Outreach Supervisor for Stand Up SA Hubert Lee Brown shares his story. Photo by Scott Ball.
His family was poor but he said he didn’t know it because everyone around him was poor. Then he started to live with his father in the Eastside. It was then that he realized how bad his previous living situation really was.
“All I’d seen was negativity. Prostitution, drugs, and shootings,” Brown said.
After school, his time in Atlanta, and some time in jail Brown became a record label producer and then a rapper. But he found something lacking in the lifestyle and found himself the victim of a shooting and in and out of jail.
Brown is now the outreach supervisor for Stand Up SA, a violence prevention program funded through the Metropolitan Health District, but that doesn’t come close to describing what he does. His job is to work a team of volunteers and staff to prevent retaliation shootings. When someone is killed in what appears to be gang-related shooting, Stand Up SA is called in to talk to the victim’s and perpetrator’s family, friends, and associates to try to avoid further violence.
“I decided to give up on the street life and I wanted to give back,” Brown said.
Kowalksi, 91-year-old founder of The RK Group, expressed her enthusiasm for the way the neighborhood has changed in regards to race and class. The RK Group is one of those staple businesses on Commerce Street and brought several trays of food to Monday night’s gathering.
Founder of The RK Group Rosemary Kowalski gives her story as Robert Rivard assists her. Photo by Scott Ball.
Founder of The RK Group Rosemary Kowalski shares her story as Robert Rivard assists her with a microphone. Photo by Scott Ball.
“My life has been part of the Eastside for many years,” Kowalski said. “Back then we were all segregated, not just by color but by class. The new way is so much better for all of us. If people have respect for you, we can all be together.”
After hearing all seven stories, the audience was then encouraged to share their own Eastside stories with their respective table. “What is your favorite memory of the Eastside?” asked facilitators assigned to each table. “How have you noticed a change in the Eastside?” and “How do you think the Eastside will be in 10 years?”
While some tables contained Eastside dwellers of more than three decades, others included citizens who made their homes there just last year.
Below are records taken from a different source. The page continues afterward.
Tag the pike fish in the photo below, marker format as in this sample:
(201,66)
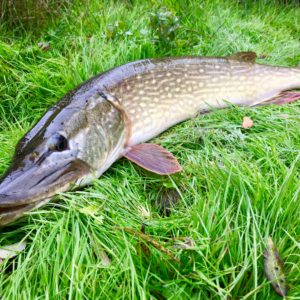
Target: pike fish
(113,114)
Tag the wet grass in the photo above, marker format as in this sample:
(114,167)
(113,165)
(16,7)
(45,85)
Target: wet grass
(237,186)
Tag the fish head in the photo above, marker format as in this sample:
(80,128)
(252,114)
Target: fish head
(64,149)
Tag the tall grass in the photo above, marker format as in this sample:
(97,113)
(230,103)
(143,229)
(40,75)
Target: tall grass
(237,186)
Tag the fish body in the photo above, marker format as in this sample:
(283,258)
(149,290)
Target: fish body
(110,115)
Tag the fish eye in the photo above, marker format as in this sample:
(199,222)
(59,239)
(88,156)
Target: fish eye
(57,142)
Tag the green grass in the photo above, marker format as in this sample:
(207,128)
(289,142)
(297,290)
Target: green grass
(237,186)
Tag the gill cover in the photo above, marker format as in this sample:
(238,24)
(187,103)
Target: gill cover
(70,145)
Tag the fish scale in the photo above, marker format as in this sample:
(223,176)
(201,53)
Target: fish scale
(167,92)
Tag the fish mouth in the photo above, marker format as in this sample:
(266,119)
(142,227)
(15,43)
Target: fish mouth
(24,190)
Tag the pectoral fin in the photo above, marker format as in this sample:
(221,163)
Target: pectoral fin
(153,158)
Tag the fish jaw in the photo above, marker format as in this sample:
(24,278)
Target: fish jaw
(24,190)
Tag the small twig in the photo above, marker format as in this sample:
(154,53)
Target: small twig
(151,241)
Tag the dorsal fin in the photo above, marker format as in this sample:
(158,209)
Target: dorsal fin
(244,56)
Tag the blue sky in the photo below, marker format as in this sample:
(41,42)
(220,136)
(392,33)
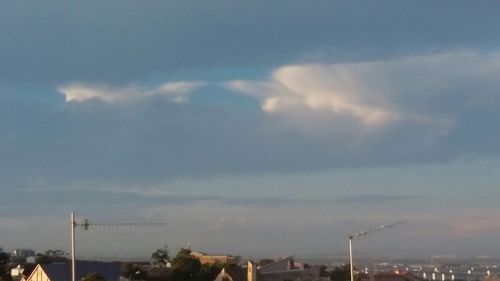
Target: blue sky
(259,128)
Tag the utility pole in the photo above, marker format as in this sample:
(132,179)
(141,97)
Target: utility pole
(363,233)
(85,226)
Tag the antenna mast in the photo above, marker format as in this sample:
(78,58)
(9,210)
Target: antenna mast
(85,226)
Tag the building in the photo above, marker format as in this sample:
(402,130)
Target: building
(216,259)
(62,271)
(232,273)
(22,253)
(282,270)
(286,270)
(394,276)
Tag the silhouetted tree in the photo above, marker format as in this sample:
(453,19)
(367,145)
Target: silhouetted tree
(160,257)
(93,276)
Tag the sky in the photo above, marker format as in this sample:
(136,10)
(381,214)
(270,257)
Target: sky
(258,128)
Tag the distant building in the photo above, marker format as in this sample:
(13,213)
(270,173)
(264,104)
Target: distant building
(22,253)
(286,270)
(393,276)
(232,273)
(62,271)
(216,259)
(282,270)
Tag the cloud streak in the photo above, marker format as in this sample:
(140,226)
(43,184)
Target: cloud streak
(363,97)
(176,91)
Judith Grant, a local writer and Eastside resident as of September, said though she is newer to the neighborhood she has already noticed quite a bit of change.
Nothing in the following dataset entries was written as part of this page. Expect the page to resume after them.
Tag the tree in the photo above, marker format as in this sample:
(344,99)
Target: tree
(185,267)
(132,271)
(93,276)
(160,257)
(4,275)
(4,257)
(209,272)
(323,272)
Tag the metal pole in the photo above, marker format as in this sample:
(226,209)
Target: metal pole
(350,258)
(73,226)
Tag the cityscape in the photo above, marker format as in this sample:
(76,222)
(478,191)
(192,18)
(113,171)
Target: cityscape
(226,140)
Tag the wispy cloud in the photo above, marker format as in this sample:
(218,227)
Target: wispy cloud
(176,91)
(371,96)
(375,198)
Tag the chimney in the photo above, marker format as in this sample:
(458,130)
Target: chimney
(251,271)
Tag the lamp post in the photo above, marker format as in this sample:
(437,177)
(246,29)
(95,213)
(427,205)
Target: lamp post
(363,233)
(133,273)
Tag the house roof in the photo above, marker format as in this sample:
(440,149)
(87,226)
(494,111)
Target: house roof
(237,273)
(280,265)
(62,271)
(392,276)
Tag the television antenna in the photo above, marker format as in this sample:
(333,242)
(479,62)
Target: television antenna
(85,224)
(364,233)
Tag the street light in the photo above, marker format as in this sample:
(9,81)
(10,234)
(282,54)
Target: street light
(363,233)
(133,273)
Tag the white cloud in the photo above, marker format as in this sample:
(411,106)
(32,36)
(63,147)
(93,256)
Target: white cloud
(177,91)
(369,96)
“Just from having started renovations on my house in April, the change is phenomenal,” Grant said. “Everyone has to be careful about that because homes are turning into just money-makers and not homes to live in.”
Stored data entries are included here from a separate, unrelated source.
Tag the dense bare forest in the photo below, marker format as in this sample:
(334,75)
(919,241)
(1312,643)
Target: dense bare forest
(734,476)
Similar to the trials faced while overcoming racial differences years ago, the community now is having to pull together in order to avoid rapid gentrification in their area. Hearing the stories of fellow Eastsiders, she said, has inspired her to stand up for the community in the wake of new developments occurring in the area.
“I have more hope after listening to these stories and I feel like there is a real community. We need people to feel empowered, people shouldn’t feel powerless.”
It is that same spirit Grant holds that inspired so many of the community members present Monday night to reflect on the event in conjunction with DreamWeek.
Williams stressed the importance of remembering the past in order to make a better future.
“This week is about coming together as one, about embracing one another as sisters and brothers, and to tell the story of yesterday,” Williams said to applause.
The event is just one of more than 100 taking place during DreamWeek, leading up to the MLK March taking place on Monday, Jan. 18. Just as the Eastside community is joining together for their neighborhood, it is expected that the San Antonio community will join together for the march. Panelist and Youth Director Dr. Linda Cherry has faith that that will be the case.
“Where else can you go where the African-American community is only 8% yet that community produces one of the largest MLK marches in the nation?” Cherry said. “I couldn’t live in a finer city.”